Furthermore, the date at which you establish your intention is the date of the hearing so it does not matter that you may have considered other options (such as a sale) in the past. In fact, this is precisely what happened in Spook Erection Ltd v British Railways Board  1 EGLR 76. The landlord originally intended to sell to a supermarket chain but, when it became clear that the tenant would not vacate, the landlord entered into a building lease.
Moreover, there is an important distinction between deliberately seeking to avoid the 1954 Act’s protection by manufacturing a contrived set of works and acknowledging the 1954 Act’s existence by entering into a building lease.
In Santander UK plc v LPC Estates Ltd  EWHC 2193 (Ch) – decided before Franses – a tenant made an unsuccessful application for permission to appeal from a decision granting a termination order by trying to argue that the landlord’s intention to grant a building lease was a deliberate attempt to defeat the Act. Given that building leases have been accepted as a means whereby a landlord can demonstrate the intention to redevelop since the 1950s, this argument was rejected (Gilmour Caterers v St Bartholomew’s Hospital Governors  1 QB 387).
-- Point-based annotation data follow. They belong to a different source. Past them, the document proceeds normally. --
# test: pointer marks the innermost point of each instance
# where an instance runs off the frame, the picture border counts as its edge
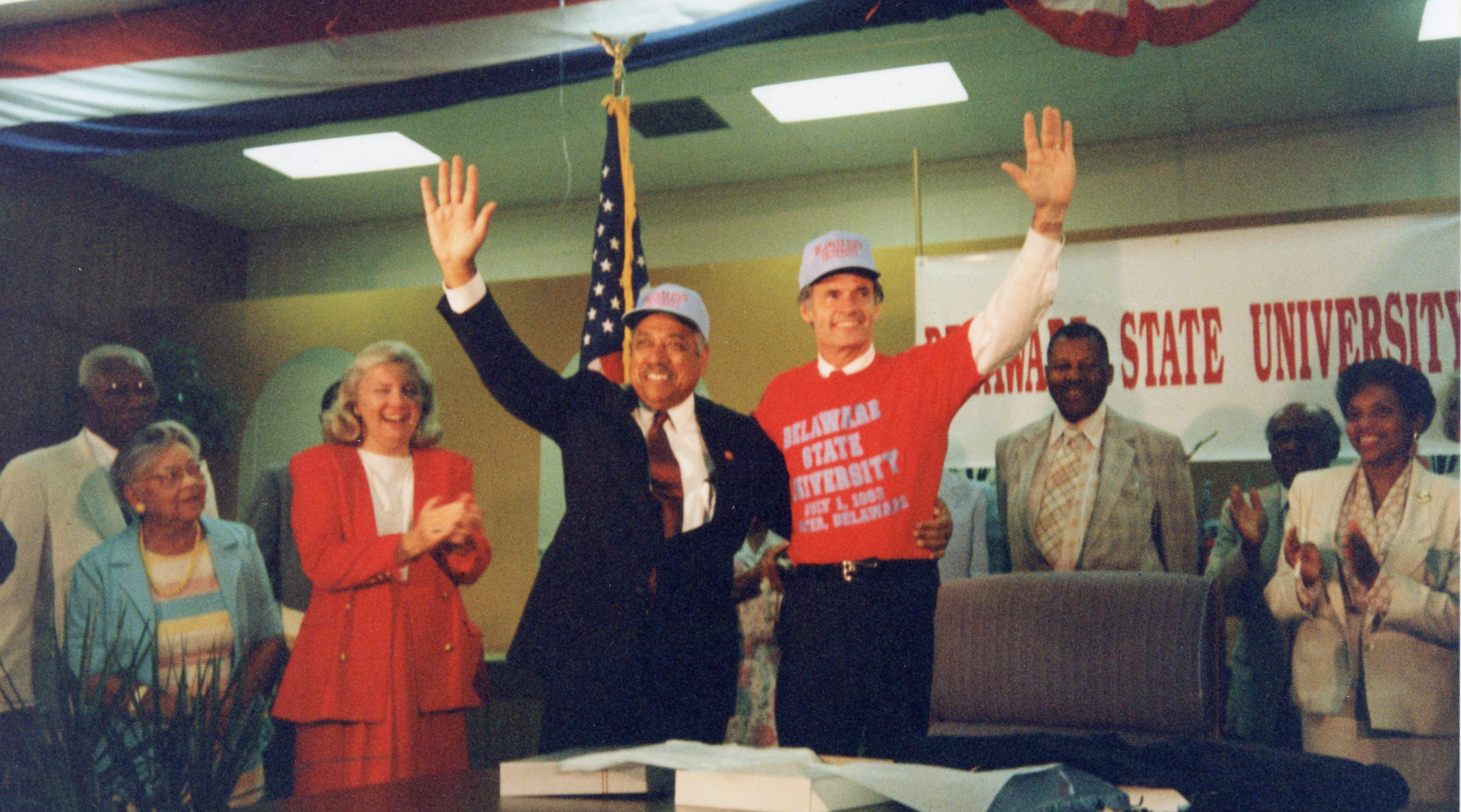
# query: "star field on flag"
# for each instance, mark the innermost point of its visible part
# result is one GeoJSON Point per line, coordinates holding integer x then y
{"type": "Point", "coordinates": [604, 315]}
The full implications of Franses are still to be worked out by the courts. A landlord may previously have been somewhat relaxed about having entered into the building lease prior to the hearing (AJA Smith Transport v British Railways Board  1 EGLR 54). However, in light of Franses you would be well advised to have signed on the dotted line prior to trial. That way you will be contractually bound to carry out the works and it will be much harder to question whether your intention is conditional.